God created us in his image and likeness.




Tuesday, 2/10/15

Our first reading tells us that God created us humans in his own image, and that sets us wondering. In what ways are we like God?

As products of Catholic schools or  C.C.D. classes we know that the Sacraments give us a sharing in supernatural likeness to Christ, but this first chapter of Genesis goes back before Christ and Christians.

This Chapter One of Genesis tells us that every child everywhere in every age was conceived in the image and likeness of God. So, the question is “What is this image and likeness to God that is shared by every human?”

I seem to remember the nuns saying our likeness to God consists in the spiritual side of each of having intelligence and free will. None of the lower animals have those.

On our likeness to God there is a verse from Dante’s Divine comedy that I have repeated many times since I came across it two years ago. Let me lead up to it.

Dante, as a boy in Florence Italy in 1280, was smitten by a nine-year old girl named Beatrice. And although she died in her early twenties, she became the inspiration for all the poetry Dante went on to write.

Dante was  thirty–five, and dissatisfied with the life he had been living, when he closeted himself for ten years of work on his Divine Comedy. Its theme had Beatrice in heaven devising a scheme for straightening out Dante. From Limbo she called forth the Roman poet Virgil, commissioning him to accompany Dante on an extended tour through Hell and Purgatory.

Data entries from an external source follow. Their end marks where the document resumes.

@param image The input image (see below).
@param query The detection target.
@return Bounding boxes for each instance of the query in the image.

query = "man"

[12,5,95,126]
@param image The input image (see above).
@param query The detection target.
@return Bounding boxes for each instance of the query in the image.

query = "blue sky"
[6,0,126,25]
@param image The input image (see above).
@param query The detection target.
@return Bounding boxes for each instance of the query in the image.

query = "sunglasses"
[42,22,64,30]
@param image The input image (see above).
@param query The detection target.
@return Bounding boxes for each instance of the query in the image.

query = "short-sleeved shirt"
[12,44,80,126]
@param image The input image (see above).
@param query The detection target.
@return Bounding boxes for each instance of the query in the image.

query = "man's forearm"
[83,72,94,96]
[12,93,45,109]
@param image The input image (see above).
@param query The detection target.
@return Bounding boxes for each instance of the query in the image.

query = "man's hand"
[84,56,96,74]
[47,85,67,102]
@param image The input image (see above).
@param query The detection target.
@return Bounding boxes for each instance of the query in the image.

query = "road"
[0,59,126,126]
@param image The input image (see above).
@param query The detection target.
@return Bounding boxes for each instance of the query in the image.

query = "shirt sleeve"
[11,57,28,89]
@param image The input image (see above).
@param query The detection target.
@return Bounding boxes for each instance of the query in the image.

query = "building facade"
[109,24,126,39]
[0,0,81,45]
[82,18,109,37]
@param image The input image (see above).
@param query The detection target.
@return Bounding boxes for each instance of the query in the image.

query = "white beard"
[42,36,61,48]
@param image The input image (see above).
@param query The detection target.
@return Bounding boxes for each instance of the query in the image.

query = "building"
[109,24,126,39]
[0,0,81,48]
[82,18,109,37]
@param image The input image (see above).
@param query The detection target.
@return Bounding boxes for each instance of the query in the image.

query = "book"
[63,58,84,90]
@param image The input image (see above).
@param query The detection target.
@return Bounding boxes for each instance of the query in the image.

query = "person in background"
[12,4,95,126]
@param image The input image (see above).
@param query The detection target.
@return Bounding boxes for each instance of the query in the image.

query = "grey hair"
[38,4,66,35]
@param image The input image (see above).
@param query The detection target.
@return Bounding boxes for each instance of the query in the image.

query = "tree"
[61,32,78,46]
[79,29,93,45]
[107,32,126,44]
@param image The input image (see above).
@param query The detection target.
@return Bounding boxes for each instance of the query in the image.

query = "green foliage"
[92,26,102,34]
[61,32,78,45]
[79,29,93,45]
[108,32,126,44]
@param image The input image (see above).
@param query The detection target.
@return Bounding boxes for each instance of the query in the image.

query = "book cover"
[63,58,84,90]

Those legs of his journey completed, Dante arrived in Paradise where Beatrice took over as his guide. He was experiencing great happiness in his heavenly surroundings, but  there was something puzzling him, and he asked Beatrice about it.

He said that at the same time everything in heaven was new to him it still struck a familiar chord. He asked Beatrice to explain the similarity between heavenly and earthly beauty. The answer she gave might tell us how we share God’s image and likeness.

Beatrice said, “All thing among themselves possess an order, and this order is the form that makes the universe like God.”